If the header does not contain a cookie property, a sid is created in the session and a default session dictionary is added to req (e.g. req.session). At this point you can make changes to the session property (usually in a controller/action). For example, let's look at the following login action.

module.exports = {

  login: function(req, res) {

    // Authentication code here

    // If successfully authenticated

    req.session.userId = foundUser.id;   // returned from a database

    return res.json(foundUser);

  }
}

Here we added a userId property to req.session.

Note: The property will not be stored in the session store nor available to other requests until the response is sent.

Once the response is sent, any new requests will have access to req.session.userId. Since we didn't have a cookie property in the request header a cookie will be established for us.

Scenario 2: The request header has a cookie property with a Sails.sid

Now when the user agent makes the next request, the Sails.sid stored on the cookie is checked for authenticity and if it matches an existing sid in the session store, the contents of the session store is added as a property on the req dictionary (e.g. req.session). We can access properties on req.session (e.g. req.session.me) or add properties to it (e.g. req.session.me == someValue). The values in the session store might change but generally the Sails.sid and sid do not change.

When does the Sails.sid change?

By default, the Sails session store is in memory. Therefore, when you close the Sails server, the current session store moves on to session heaven (e.g. the session store disappears). When Sails is restarted, although a user agent request contains a Sails.sid in the cookie, the sid is no longer in the session store. Therefore, a new sid will be generated and replaced in the cookie. The Sails.sid will also change if the user agent cookie expires or is removed.

The lifespan of a Sails cookie can be changed from its default setting (e.g. never expires) to a new setting by accessing the cookie.maxAge property in projectName/config/session.js.

Using Redis as the session store

Redis is a key-value database package that can be used as a session store that is separate from the Sails instance. This configuration for sessions has two benefits. The first is that the session store will remain viable between Sails restarts. The second is that if you have multiple Sails instances behind a load balancer, all of the instances can point to a single consolidated session store.

To enable Redis as a session store open projectName/config/session.js in your favorite text editor and uncomment the adapter property.

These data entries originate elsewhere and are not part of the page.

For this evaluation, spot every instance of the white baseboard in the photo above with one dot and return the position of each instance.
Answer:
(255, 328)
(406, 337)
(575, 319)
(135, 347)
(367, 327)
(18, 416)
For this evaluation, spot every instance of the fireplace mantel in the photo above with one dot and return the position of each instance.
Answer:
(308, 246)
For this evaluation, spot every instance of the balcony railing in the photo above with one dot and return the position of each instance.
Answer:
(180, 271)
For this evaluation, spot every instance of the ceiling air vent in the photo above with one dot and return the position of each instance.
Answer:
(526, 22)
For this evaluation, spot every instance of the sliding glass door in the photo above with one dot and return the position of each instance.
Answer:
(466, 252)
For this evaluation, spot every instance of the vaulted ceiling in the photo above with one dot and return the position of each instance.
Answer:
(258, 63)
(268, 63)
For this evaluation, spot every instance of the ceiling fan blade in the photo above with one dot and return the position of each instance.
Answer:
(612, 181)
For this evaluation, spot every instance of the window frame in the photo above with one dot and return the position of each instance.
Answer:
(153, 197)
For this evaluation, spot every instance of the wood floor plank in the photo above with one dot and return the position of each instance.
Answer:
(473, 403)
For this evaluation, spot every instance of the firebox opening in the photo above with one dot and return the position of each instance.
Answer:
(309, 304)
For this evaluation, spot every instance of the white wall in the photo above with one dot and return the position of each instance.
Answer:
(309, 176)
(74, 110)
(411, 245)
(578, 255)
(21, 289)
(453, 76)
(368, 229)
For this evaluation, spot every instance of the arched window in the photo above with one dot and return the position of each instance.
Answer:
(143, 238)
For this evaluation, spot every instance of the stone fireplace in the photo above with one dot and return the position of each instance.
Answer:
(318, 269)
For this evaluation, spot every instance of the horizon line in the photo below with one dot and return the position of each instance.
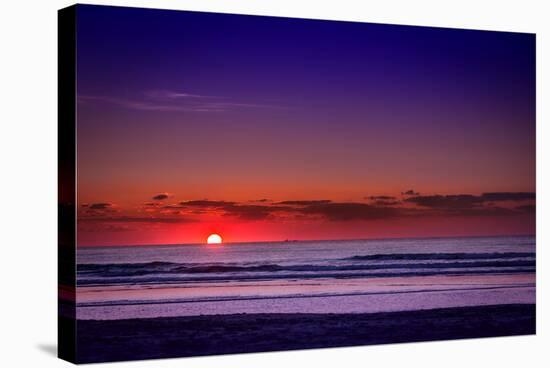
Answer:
(305, 241)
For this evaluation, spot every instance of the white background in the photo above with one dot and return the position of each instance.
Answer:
(28, 186)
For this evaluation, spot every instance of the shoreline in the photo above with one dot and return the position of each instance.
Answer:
(169, 337)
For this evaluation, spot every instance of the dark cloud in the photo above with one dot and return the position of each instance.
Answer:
(100, 206)
(306, 202)
(151, 204)
(138, 219)
(205, 203)
(529, 208)
(385, 203)
(160, 197)
(250, 212)
(508, 196)
(349, 211)
(447, 201)
(381, 198)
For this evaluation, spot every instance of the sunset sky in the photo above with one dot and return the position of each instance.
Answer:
(266, 129)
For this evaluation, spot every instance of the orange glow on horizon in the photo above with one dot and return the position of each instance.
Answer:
(214, 239)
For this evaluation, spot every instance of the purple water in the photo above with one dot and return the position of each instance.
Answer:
(358, 276)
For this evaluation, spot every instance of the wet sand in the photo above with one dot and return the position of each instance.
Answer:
(149, 338)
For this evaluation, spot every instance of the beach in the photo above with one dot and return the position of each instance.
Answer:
(191, 300)
(150, 338)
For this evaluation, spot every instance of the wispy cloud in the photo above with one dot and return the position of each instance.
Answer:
(176, 101)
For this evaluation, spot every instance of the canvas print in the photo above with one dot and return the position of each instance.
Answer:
(249, 183)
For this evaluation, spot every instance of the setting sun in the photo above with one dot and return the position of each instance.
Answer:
(214, 239)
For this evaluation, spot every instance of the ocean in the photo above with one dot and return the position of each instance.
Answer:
(333, 276)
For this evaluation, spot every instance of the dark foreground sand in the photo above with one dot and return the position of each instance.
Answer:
(100, 341)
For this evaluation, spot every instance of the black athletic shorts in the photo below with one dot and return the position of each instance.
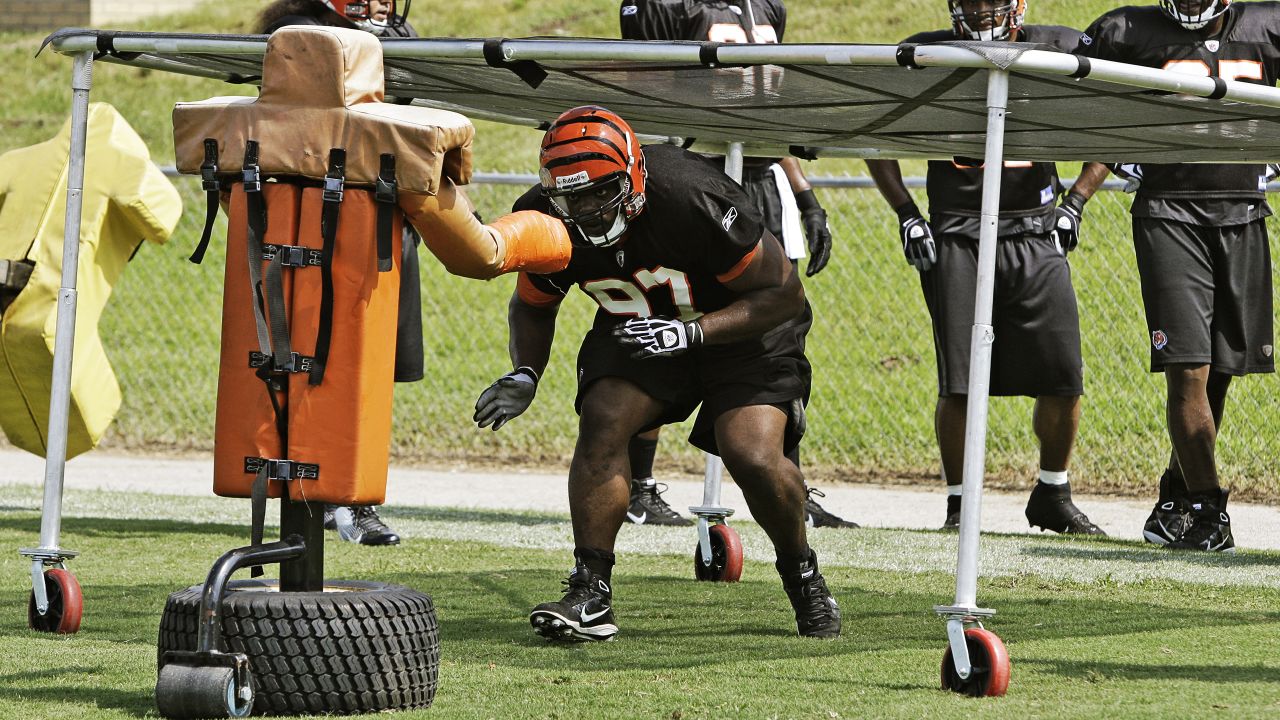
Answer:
(410, 365)
(1034, 318)
(771, 370)
(1207, 294)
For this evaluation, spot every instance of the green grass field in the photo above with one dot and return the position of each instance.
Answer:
(874, 384)
(1095, 629)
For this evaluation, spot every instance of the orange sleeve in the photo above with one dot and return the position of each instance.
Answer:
(728, 276)
(531, 295)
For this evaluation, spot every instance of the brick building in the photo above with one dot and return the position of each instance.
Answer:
(45, 16)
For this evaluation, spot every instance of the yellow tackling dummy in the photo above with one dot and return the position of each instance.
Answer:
(126, 200)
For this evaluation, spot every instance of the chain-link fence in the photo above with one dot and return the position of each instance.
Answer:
(874, 383)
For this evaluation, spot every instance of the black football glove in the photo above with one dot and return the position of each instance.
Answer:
(506, 399)
(816, 231)
(917, 237)
(1066, 222)
(658, 337)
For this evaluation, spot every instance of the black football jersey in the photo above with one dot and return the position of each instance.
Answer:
(717, 21)
(1027, 190)
(698, 231)
(1247, 49)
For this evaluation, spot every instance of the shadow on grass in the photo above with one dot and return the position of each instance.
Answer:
(472, 515)
(35, 687)
(1143, 552)
(1160, 669)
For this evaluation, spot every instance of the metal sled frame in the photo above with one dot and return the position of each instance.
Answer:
(183, 54)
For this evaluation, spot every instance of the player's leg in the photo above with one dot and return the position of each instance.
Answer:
(752, 441)
(1037, 354)
(647, 506)
(612, 411)
(1176, 263)
(949, 290)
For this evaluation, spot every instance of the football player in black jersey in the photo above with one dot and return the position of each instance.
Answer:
(694, 297)
(778, 188)
(1037, 349)
(1201, 244)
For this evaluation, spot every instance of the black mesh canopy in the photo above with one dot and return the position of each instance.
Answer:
(854, 100)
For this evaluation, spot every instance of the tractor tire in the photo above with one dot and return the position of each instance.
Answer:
(353, 647)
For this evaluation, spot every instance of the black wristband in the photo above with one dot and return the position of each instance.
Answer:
(1075, 201)
(908, 210)
(807, 200)
(694, 333)
(526, 370)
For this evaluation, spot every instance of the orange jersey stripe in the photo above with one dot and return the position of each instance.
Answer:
(530, 295)
(728, 276)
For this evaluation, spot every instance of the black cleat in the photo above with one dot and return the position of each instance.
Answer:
(817, 611)
(648, 507)
(816, 516)
(1210, 527)
(584, 614)
(952, 522)
(365, 527)
(1051, 509)
(1171, 515)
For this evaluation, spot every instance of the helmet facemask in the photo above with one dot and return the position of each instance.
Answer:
(598, 209)
(986, 19)
(592, 171)
(1193, 14)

That's it. During development as long as you have a Redis instance running on the same machine as your Sails instance your session store will use Redis. You can point to a different Redis instance by configuring the following optional properties in projectName/config/session.js:

  // host: 'localhost',
  // port: 6379,
  // ttl: <redis session TTL in seconds>,
  // db: 0,
  // pass: <redis auth password>,
  // prefix: 'sess:',

For more information on configuring these properties go to https://github.com/tj/connect-redis.

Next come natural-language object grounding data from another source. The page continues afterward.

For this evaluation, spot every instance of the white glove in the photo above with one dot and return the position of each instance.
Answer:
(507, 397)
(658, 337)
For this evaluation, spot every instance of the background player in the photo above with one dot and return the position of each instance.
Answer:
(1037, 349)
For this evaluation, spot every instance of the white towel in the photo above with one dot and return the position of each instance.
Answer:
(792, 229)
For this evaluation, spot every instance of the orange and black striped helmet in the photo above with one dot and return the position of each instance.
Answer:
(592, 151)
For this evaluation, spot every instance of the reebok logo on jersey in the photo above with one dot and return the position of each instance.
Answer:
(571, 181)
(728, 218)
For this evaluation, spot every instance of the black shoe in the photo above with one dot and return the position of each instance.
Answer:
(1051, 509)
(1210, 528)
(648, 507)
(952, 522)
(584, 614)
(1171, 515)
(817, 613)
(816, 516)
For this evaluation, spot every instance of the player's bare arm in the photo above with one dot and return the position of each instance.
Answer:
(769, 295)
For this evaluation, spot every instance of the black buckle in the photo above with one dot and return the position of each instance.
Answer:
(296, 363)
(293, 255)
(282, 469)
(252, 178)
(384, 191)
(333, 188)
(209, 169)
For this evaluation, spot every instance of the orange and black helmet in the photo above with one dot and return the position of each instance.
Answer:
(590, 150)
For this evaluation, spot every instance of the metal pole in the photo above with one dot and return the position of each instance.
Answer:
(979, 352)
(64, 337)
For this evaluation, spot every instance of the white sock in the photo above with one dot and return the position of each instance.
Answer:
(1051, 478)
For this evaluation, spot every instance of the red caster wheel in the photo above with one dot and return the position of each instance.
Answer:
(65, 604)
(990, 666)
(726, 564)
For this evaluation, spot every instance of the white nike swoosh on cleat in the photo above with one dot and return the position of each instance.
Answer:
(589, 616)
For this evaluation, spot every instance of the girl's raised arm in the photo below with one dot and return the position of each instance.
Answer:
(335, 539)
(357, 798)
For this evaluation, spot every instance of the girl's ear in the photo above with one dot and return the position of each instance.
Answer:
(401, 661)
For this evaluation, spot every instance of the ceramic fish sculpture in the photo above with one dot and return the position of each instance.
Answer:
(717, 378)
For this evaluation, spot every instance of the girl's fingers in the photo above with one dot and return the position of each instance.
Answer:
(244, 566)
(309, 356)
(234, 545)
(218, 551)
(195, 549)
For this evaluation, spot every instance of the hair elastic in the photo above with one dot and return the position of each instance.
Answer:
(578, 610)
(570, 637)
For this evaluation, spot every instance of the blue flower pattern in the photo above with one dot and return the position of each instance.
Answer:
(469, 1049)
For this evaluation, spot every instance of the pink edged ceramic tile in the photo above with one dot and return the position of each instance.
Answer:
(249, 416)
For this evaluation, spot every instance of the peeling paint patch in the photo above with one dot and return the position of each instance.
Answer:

Nerdy details of how the session cookie is created

The value for the cookie is created by first hashing the sid with a configurable secret which is just a long string.

You can change the session secret property in projectName/config/session.js.

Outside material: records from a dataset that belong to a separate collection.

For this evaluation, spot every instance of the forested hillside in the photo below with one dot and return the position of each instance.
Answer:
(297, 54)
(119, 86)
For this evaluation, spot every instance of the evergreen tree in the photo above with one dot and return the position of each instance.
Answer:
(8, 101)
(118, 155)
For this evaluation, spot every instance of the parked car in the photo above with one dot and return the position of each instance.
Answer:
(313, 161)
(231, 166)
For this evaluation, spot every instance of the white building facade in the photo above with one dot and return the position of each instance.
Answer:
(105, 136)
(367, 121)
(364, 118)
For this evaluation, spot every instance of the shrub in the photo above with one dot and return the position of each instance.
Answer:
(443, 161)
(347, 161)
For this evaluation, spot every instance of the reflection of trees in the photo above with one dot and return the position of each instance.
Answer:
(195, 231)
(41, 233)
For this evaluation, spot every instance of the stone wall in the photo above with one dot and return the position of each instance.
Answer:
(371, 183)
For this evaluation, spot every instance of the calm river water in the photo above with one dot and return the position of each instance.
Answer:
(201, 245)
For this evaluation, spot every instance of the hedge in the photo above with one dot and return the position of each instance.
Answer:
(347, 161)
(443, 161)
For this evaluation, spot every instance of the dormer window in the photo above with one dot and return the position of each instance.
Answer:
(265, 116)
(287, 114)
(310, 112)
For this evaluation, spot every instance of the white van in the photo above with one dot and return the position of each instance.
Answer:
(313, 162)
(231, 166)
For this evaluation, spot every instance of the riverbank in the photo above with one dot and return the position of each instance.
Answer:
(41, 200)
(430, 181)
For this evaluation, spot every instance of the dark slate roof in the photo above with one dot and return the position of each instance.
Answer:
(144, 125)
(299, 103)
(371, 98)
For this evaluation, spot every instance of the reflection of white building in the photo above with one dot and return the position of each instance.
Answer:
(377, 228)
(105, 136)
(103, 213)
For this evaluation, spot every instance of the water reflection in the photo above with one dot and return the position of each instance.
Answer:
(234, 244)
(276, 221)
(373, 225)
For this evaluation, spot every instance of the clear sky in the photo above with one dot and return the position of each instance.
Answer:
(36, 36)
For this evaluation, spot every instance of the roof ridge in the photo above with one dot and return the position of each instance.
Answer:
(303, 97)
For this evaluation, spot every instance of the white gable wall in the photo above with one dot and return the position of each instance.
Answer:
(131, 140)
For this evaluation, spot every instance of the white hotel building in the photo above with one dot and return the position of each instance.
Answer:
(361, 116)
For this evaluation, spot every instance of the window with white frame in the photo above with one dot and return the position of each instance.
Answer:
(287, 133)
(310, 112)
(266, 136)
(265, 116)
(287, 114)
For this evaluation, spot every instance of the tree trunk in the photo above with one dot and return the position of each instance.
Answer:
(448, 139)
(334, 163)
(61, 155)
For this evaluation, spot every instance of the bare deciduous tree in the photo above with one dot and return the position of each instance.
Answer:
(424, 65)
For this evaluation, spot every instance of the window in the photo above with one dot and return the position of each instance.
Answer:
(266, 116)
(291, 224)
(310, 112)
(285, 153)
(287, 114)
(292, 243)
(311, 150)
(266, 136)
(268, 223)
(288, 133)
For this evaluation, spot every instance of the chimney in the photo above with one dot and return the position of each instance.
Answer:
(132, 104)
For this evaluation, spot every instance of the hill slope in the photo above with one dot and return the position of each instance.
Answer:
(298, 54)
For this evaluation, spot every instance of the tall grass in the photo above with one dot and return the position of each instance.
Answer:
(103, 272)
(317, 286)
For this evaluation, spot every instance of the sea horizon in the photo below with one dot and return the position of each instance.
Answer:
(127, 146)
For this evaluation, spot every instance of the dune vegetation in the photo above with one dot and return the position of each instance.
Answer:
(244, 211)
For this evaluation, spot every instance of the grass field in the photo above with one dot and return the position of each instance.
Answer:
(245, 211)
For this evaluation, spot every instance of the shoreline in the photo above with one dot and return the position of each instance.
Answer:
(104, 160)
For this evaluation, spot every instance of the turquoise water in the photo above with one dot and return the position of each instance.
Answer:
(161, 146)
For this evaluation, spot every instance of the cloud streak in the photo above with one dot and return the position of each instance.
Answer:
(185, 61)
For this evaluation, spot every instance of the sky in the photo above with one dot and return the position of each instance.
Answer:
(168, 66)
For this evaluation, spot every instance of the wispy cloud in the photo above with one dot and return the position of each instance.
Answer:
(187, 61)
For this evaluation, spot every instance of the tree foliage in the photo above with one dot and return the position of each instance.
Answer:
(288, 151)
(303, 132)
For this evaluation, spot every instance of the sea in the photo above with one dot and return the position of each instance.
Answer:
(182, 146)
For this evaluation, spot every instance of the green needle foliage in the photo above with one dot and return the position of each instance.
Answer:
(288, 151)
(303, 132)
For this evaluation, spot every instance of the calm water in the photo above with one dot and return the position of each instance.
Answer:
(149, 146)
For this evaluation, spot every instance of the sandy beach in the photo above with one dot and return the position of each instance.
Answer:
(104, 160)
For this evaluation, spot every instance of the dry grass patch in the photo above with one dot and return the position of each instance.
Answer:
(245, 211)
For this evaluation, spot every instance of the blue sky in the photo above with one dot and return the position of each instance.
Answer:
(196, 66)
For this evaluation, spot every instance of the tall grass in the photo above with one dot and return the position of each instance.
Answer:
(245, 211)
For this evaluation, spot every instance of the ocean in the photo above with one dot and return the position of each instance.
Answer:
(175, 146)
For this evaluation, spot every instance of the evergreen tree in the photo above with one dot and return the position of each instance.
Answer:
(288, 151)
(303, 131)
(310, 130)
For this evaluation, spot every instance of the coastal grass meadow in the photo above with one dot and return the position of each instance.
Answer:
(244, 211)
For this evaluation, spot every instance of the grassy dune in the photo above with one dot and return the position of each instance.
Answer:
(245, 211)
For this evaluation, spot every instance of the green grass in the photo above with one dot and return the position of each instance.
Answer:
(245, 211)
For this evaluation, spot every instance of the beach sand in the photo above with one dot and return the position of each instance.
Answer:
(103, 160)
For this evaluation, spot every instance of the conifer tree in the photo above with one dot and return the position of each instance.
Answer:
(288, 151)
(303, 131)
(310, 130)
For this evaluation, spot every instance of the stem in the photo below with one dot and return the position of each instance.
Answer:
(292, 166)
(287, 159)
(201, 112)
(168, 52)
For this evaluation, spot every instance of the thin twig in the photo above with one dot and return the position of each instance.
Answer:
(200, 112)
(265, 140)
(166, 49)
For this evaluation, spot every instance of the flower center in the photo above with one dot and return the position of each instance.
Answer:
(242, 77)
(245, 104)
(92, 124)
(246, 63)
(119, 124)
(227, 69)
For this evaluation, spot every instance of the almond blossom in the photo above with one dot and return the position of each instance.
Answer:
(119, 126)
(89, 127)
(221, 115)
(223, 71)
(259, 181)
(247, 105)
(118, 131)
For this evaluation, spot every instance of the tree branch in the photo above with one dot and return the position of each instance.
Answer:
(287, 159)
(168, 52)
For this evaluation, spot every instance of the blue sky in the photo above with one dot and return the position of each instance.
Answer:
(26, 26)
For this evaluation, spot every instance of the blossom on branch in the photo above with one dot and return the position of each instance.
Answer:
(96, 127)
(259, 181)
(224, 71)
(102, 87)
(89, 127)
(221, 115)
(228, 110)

The Sails sid (e.g. Sails.sid) then becomes a combination of the plain sid followed by a hash of the sid plus the secret. To take this out of the world of abstraction, let's use an example. Sails creates a sid of 234lj232hg234jluy32UUYUHH and a session secret of 9238cca11a83d473e10981c49c4f. These values are simply two strings that Sails combine and hash to create a signature of AuSosBAbL9t3Ev44EofZtIpiMuV7fB2oi. So the Sails.sid becomes 234lj232hg234jluy32UUYUHH.AuSosBAbL9t3Ev44EofZtIpiMuV7fB2oi and is stored in the user agent cookie by sending a set-cookie property in the response header.

What does this prevent? It prevents a user from guessing the sid as well as prevents a evil doer from spoofing a user into making an authetication request with a sid that the evil doer knows. This could allow the evil doer to use the sid to do bad things while the user is authenticated via the session.